The Ballista integration is available in Spice.ai v2.0+. Try the distributed query quickstart or explore the Cayenne accelerator documentation.

Spice.ai is open source at github.com/spiceai/spiceai. Our Ballista fork is at github.com/spiceai/datafusion-ballista. The architecture decisions behind these choices are recorded in our ADRs.

What is Apache Ballista and why does Spice AI use it?

Apache Ballista is a distributed query execution framework built on Apache DataFusion and Apache Arrow. Spice AI uses Ballista because it provides a mature scheduler-executor model, disk-based fault-tolerant shuffle, and native DataFusion integration. These capabilities would have taken 6-12+ months to build from scratch.

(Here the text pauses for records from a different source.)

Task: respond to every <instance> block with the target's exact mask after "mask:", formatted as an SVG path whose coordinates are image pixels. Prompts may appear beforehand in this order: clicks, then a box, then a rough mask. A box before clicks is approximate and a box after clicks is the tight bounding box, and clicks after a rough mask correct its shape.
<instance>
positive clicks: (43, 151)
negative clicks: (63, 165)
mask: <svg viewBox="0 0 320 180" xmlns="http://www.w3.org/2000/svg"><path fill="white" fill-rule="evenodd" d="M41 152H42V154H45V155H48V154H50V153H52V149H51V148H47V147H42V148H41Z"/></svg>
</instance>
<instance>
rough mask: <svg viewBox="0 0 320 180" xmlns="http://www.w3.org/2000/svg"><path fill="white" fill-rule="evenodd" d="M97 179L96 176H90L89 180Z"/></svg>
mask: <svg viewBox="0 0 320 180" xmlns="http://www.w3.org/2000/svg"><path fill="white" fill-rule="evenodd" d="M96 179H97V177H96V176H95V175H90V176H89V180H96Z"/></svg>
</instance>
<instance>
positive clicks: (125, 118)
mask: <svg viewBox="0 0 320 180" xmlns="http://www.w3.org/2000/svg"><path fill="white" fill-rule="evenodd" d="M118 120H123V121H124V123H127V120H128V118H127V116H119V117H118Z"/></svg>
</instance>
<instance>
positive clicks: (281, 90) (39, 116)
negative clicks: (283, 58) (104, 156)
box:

How does distributed mode differ from single-node Spice?

Single-node Spice handles sub-second real-time queries with local data acceleration. Distributed mode targets throughput and scale for batch and analytical workloads (seconds to minutes) by splitting query execution across a fleet of executors. The same SQL, spicepod.yaml, and APIs work in both modes. Adding --role scheduler and --scheduler-address flags is the only change.

How does Spice achieve high availability without etcd or ZooKeeper?

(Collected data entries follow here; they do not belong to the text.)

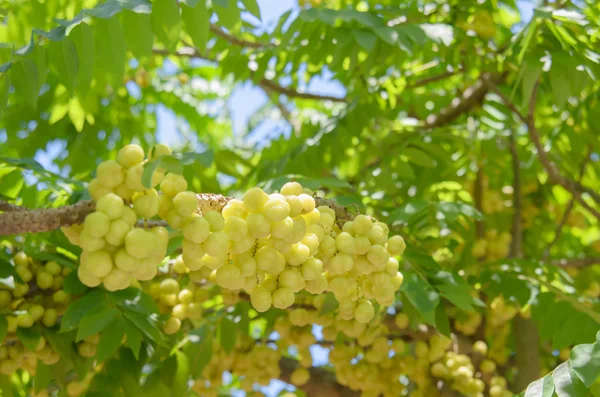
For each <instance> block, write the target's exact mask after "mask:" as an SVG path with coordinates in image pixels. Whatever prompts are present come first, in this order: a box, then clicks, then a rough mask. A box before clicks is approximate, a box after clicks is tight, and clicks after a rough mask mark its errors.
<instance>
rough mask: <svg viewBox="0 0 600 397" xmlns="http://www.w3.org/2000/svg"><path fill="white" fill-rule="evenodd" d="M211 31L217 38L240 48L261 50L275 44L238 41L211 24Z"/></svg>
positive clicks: (253, 41) (232, 37) (273, 45)
mask: <svg viewBox="0 0 600 397" xmlns="http://www.w3.org/2000/svg"><path fill="white" fill-rule="evenodd" d="M210 31H211V32H212V33H213V34H214V35H215V36H218V37H220V38H222V39H224V40H225V41H228V42H230V43H231V44H233V45H237V46H239V47H246V48H254V49H260V48H265V47H274V45H273V44H266V43H257V42H255V41H247V40H243V39H238V38H237V37H235V36H233V35H231V34H229V33H227V32H225V31H224V30H223V29H221V28H220V27H218V26H217V25H214V24H212V23H211V24H210Z"/></svg>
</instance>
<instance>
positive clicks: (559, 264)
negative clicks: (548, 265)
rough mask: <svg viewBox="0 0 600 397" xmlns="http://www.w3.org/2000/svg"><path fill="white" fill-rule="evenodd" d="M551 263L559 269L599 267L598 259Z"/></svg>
mask: <svg viewBox="0 0 600 397" xmlns="http://www.w3.org/2000/svg"><path fill="white" fill-rule="evenodd" d="M551 263H552V264H553V265H556V266H560V267H586V266H592V265H600V257H588V258H578V259H557V260H554V261H552V262H551Z"/></svg>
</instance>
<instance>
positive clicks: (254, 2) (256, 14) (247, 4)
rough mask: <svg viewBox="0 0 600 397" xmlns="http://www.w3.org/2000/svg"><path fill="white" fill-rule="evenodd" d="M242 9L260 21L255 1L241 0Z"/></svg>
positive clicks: (259, 12)
mask: <svg viewBox="0 0 600 397" xmlns="http://www.w3.org/2000/svg"><path fill="white" fill-rule="evenodd" d="M242 3H243V4H244V7H245V8H246V10H248V12H249V13H250V14H252V15H254V16H255V17H257V18H258V19H260V8H259V7H258V3H257V1H256V0H242Z"/></svg>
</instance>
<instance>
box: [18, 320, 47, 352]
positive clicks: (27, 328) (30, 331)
mask: <svg viewBox="0 0 600 397" xmlns="http://www.w3.org/2000/svg"><path fill="white" fill-rule="evenodd" d="M41 337H42V334H41V333H40V327H39V325H37V324H36V325H34V326H32V327H29V328H21V327H19V328H17V338H19V340H20V341H21V343H22V344H23V346H25V347H26V348H28V349H29V350H31V351H32V352H34V351H35V350H36V348H37V346H38V343H40V338H41Z"/></svg>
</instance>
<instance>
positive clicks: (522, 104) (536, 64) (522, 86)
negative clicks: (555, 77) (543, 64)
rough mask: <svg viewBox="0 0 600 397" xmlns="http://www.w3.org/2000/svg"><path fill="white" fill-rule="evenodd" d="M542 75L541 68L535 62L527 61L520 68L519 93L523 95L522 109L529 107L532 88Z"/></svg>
mask: <svg viewBox="0 0 600 397" xmlns="http://www.w3.org/2000/svg"><path fill="white" fill-rule="evenodd" d="M541 73H542V67H541V65H540V64H539V62H538V61H537V60H528V61H527V62H526V63H525V64H524V65H523V66H522V68H521V73H520V74H521V92H522V95H523V104H522V105H523V107H526V106H527V105H529V101H530V99H531V95H532V94H533V87H535V83H536V82H537V79H538V77H539V76H540V74H541Z"/></svg>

Spice schedulers coordinate through object store conditional writes (S3, Azure Blob, or local filesystem) using optimistic concurrency control with ETag-based versioning. Each scheduler registers, heartbeats, and discovers peers via a shared state directory in the object store, removing the need for external coordination infrastructure.

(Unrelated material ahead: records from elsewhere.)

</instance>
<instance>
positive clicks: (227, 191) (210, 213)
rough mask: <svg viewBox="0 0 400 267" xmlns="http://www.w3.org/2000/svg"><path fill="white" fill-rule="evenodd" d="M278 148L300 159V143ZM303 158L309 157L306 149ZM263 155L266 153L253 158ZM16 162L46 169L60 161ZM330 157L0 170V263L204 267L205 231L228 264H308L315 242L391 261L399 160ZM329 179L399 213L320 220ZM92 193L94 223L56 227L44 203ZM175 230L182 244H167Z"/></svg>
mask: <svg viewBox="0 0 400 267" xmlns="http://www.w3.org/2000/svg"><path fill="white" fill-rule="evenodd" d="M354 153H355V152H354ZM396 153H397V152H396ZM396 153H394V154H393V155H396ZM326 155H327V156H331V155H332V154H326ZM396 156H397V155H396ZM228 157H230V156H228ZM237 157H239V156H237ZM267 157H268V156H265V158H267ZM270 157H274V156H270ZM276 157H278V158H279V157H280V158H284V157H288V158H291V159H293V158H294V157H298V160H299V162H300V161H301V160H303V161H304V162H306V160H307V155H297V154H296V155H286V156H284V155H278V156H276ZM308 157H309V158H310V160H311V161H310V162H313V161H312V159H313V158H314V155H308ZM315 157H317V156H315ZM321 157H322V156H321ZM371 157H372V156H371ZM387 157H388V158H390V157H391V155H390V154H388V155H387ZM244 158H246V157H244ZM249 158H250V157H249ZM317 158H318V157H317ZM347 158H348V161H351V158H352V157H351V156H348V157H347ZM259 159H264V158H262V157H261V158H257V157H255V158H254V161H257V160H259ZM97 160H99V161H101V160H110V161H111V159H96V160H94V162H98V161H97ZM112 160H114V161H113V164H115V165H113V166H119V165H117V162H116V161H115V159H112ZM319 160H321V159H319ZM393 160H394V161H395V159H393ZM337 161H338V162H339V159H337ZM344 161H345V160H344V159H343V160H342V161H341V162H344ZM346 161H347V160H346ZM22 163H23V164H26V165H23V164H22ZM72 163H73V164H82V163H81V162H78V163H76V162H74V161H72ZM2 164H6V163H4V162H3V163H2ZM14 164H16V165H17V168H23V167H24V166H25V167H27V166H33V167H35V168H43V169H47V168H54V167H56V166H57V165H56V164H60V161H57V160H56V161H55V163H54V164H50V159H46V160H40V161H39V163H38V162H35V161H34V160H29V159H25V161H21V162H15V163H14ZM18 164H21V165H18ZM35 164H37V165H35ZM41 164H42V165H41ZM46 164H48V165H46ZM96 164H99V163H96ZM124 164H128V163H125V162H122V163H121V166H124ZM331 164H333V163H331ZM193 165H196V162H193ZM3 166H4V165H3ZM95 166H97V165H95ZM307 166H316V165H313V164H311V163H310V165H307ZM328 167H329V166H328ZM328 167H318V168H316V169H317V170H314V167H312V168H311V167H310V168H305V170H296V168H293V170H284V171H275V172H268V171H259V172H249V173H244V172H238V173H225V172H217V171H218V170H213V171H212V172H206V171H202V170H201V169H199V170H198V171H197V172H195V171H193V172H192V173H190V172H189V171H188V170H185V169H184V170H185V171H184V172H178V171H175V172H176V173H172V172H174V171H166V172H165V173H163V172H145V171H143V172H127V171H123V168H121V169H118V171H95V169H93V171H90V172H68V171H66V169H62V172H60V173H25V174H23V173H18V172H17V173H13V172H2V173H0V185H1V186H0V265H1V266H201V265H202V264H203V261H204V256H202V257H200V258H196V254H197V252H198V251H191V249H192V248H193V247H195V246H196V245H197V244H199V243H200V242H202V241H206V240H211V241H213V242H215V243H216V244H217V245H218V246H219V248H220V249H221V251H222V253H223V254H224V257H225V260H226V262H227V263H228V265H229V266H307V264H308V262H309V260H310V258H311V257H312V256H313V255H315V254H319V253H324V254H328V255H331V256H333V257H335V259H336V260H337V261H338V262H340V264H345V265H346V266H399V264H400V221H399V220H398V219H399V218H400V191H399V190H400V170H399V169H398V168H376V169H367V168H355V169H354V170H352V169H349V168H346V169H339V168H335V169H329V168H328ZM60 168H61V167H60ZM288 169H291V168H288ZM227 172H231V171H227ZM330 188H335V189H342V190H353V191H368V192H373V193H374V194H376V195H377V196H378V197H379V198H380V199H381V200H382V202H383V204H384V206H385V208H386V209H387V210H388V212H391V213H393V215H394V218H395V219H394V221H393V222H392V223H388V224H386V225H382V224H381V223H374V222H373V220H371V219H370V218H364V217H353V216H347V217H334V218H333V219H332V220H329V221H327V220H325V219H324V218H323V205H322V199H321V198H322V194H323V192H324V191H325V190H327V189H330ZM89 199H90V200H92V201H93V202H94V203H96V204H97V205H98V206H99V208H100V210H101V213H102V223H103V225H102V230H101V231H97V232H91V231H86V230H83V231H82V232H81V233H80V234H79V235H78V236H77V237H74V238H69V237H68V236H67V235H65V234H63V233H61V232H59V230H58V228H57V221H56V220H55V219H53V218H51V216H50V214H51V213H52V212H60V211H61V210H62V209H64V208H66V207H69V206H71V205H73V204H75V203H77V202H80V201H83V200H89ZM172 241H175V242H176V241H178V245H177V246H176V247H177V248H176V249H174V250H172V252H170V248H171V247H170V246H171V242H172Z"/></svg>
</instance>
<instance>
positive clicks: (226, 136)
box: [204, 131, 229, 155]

What is distributed acceleration and how does partition management work?

Distributed acceleration assigns partitions of accelerated tables to specific executors so queries run against data where it lives. The scheduler discovers partitions, allocates them to executors via optimistic concurrency control, and pushes updates through bidirectional control streams. If an executor goes down, its partitions are automatically reassigned on the next management cycle.

How does distributed embedding work with the embed() UDF?

The query planner captures embedding model requirements during planning and pushes them to executors, which instantiate the model on demand. Each executor processes its assigned partitions in parallel, generates embeddings locally, and shuffles results back, all within a single SQL statement. This pattern generalizes to any compute-heavy UDF.

How does Spice compare to Apache Spark for distributed queries?

Early benchmarks show a Spice cluster running 7.7x faster than Spark on Databricks while using 8x less RAM, a consequence of Rust and Arrow eliminating JVM overhead and garbage collection pauses. Spice also provides a simpler operational model: a single binary, declarative YAML configuration, and built-in mTLS, compared to Spark's JVM-based ecosystem and external cluster managers.